We use SemMedDB as a PostgreSQL database. The following steps will help you to setup SemMedDB.
Download the predication table from SemMed NIH. We use SemMedDB in version semmedVER40_R. You can directly download the predication table at Predication. Rename the file to predication.sql
We use SemMedDB as a PostgreSQL V10 database in our experimental setup and scripts. Details for PostgreSQL can be found at PostgreSQL We recommend to setup a PostgresSQL database. We name the database "semmeddb". We have written a script to convert the MySQL SQL-statements to PostgreSQL (located in sql directory).
python3 sql/semmed_postgres_converter.py predication.sql predication.psql
Subsequently, we use "psql" to load our sql scripts. Create the predication table and load the data into it.
psql -d semmeddb < sql/semmed_create_table.sql
psql -d semmeddb < sql/predication.psql
Finally, create indexes and materialized views for our experiments (this may take a while).
psql -d semmeddb < sql/semmed_create_index.sql
psql -d semmeddb < sql/materialized_views.sql
The experiments belonging to our first experiment (knowledge graph without contexts and with strict contexts) can be found in 01-KG_Context.ipynb. Experiments belomnging to our second experiment (context compatibility) can be found in 02-Context_Compatibility.ipynb. To rerun our experiments, you need to setup a python environment.
We provide Jupyter notebooks for our experiments. You can run them in an Jupyter environment with the following packages installed:
pip install psycopg2-binary nltk scikit-learn matplotlib
For the first experiment, you need to enter your database credentials for semmeddb in the beginning of the Jupyter notebook.

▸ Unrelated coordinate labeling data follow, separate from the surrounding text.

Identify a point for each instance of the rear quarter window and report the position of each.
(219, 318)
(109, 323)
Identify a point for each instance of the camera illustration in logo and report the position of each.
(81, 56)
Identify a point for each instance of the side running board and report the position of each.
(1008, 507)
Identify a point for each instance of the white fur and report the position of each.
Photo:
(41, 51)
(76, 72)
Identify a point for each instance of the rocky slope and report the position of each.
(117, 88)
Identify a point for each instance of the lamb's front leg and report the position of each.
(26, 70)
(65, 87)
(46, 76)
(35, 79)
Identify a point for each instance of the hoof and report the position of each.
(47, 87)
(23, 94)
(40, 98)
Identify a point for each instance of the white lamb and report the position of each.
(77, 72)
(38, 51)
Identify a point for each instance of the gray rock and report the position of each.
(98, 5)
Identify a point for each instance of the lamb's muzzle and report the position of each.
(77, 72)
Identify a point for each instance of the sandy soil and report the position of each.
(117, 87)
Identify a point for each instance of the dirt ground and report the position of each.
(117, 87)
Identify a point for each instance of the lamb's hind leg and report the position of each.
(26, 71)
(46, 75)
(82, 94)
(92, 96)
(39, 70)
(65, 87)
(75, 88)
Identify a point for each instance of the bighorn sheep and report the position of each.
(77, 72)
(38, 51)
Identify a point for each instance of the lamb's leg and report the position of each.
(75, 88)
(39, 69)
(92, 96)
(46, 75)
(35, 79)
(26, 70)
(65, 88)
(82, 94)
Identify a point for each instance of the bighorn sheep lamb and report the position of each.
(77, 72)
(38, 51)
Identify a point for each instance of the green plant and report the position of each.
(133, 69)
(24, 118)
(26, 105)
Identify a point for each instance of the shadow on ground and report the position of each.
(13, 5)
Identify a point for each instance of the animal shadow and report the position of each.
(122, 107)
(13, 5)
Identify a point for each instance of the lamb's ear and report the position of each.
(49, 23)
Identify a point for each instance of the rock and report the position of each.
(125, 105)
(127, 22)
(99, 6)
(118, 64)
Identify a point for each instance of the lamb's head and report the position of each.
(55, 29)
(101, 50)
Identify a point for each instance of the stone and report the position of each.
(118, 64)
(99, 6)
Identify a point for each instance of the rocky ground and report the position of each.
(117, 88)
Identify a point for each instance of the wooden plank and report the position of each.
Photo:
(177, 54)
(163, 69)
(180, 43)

For the second experiment, you need access to the metadata of PubMed. To bypass setting up a metadata database, you can find our precomputed metadata simiarity values and clusterings at OneDrive. Download the zip archiv and unzip it. The files should be stored as an additional directory (inside this repository) called:
preprocessed_context_compatibility
Next, you can rerun the second notebook without having metadata database credentials entered. This line ensures that the metadata processing will be skipped.
do_preprocessing = False
Thanks for reading!